In terms of new products, I'm excited to launch some new RTD cans that we're bringing on board from Spirits of Virtue in Scotland. These are unique in the market and will complement our 700mL bottles of non-alcoholic spirits really well. They’re great as a ‘try before you buy’ entry product, and really convenient to take to parties and picnics. It’s what the younger market is asking for and we’re really happy to be able to supply it. A couple of my favourites are the Pearsons range of gin alternatives with premium tonic and the Usko Nordic Berries & Lemonade, which tastes exactly like a vodka mixed drink – pleasant and mellow with no harsh burn.
It is wonderful to be part of Team ClearMind, all our skills, experience and capacities blend together to give our customers the best quality products available. Thank you to everyone.
How do you practice mindfulness in your life?
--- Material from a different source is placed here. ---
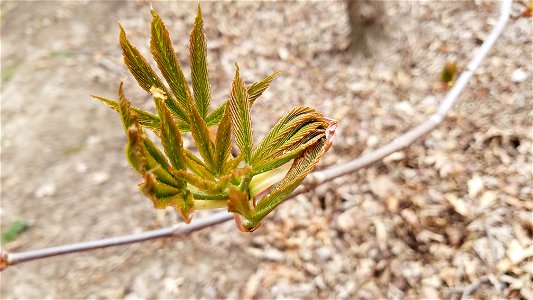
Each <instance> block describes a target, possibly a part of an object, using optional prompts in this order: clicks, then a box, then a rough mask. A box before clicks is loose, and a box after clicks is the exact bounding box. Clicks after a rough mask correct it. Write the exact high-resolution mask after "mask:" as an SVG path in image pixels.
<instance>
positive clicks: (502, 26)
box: [0, 0, 512, 270]
mask: <svg viewBox="0 0 533 300" xmlns="http://www.w3.org/2000/svg"><path fill="white" fill-rule="evenodd" d="M511 4H512V0H503V1H502V3H501V6H500V11H499V19H498V23H497V24H496V26H495V27H494V28H493V29H492V31H491V33H490V35H489V36H488V37H487V39H486V40H485V41H484V42H483V44H482V45H481V46H480V47H479V49H478V51H477V52H476V53H475V54H474V56H473V58H472V60H471V61H470V63H469V64H468V65H467V67H466V70H465V71H464V72H463V73H462V74H461V76H459V79H458V80H457V82H456V83H455V84H454V86H453V88H452V89H451V90H450V91H449V92H448V93H447V94H446V97H445V98H444V100H443V101H442V103H441V104H440V106H439V108H438V110H437V112H436V113H435V114H433V115H431V116H430V117H429V118H428V119H427V120H426V121H425V122H423V123H422V124H420V125H418V126H416V127H415V128H413V129H411V130H409V131H407V132H406V133H404V134H402V135H400V136H399V137H397V138H396V139H394V140H393V141H392V142H390V143H389V144H386V145H385V146H383V147H381V148H379V149H376V150H375V151H373V152H370V153H368V154H365V155H363V156H361V157H359V158H356V159H354V160H351V161H349V162H346V163H342V164H339V165H337V166H334V167H331V168H328V169H325V170H322V171H318V172H314V173H312V174H310V175H309V177H308V180H307V181H306V183H305V184H304V185H302V186H300V187H299V188H298V189H296V190H295V191H294V193H293V194H292V195H291V196H290V198H292V197H295V196H296V195H299V194H302V193H304V192H307V191H309V190H311V189H313V188H314V187H316V186H317V185H319V184H322V183H325V182H327V181H330V180H332V179H334V178H337V177H340V176H343V175H346V174H349V173H352V172H354V171H356V170H359V169H361V168H364V167H366V166H368V165H370V164H372V163H374V162H377V161H379V160H381V159H383V158H385V157H386V156H388V155H390V154H392V153H394V152H396V151H399V150H402V149H404V148H406V147H408V146H409V145H411V144H412V143H414V142H415V141H416V140H418V139H420V138H421V137H423V136H424V135H426V134H427V133H429V132H430V131H431V130H433V129H434V128H435V127H437V126H438V125H439V124H440V123H442V121H443V120H444V118H445V116H446V114H447V113H448V111H449V110H450V109H451V107H452V106H453V104H454V103H455V102H456V100H457V99H458V97H459V95H460V94H461V92H462V91H463V90H464V88H465V87H466V84H467V83H468V80H469V79H470V78H471V77H472V75H473V74H474V72H475V70H476V69H477V68H478V67H479V65H480V64H481V62H482V61H483V60H484V59H485V57H486V56H487V54H488V52H489V50H490V49H491V48H492V46H493V45H494V43H495V42H496V40H497V39H498V37H499V36H500V34H501V33H502V31H503V29H504V28H505V25H506V24H507V21H508V20H509V15H510V13H511ZM232 218H233V216H232V215H231V214H228V213H227V212H220V213H216V214H213V215H210V216H208V217H205V218H202V219H197V220H194V221H193V222H191V224H189V225H185V224H177V225H174V226H172V227H167V228H161V229H158V230H152V231H146V232H141V233H136V234H131V235H125V236H118V237H113V238H107V239H102V240H96V241H89V242H81V243H74V244H69V245H63V246H57V247H51V248H44V249H38V250H30V251H25V252H19V253H2V254H1V255H0V270H3V269H4V268H6V267H7V266H11V265H15V264H19V263H22V262H26V261H32V260H37V259H42V258H45V257H51V256H57V255H63V254H68V253H74V252H81V251H88V250H94V249H99V248H106V247H112V246H117V245H125V244H131V243H137V242H142V241H147V240H153V239H158V238H163V237H172V236H179V235H186V234H189V233H191V232H194V231H198V230H201V229H203V228H206V227H210V226H213V225H216V224H220V223H223V222H226V221H228V220H231V219H232Z"/></svg>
I view being mindful as being aware of your life in all aspects and the impacts you’re having. So, when it comes to your state of mind, I think it's important to realise that diet and consumption of alcohol both have an effect. And it's about choosing to not always do things the way they’ve been done; like, we just bought an electric car, it is an investment in our planet's future. I also try to be mindful when I speak and interact with people, because this affects you too. It’s all about being thoughtful and mindful with your relationships and treating other people how you expect to be treated yourself. A lifestyle saying I like is : The biggest room in the world is the room for improvement.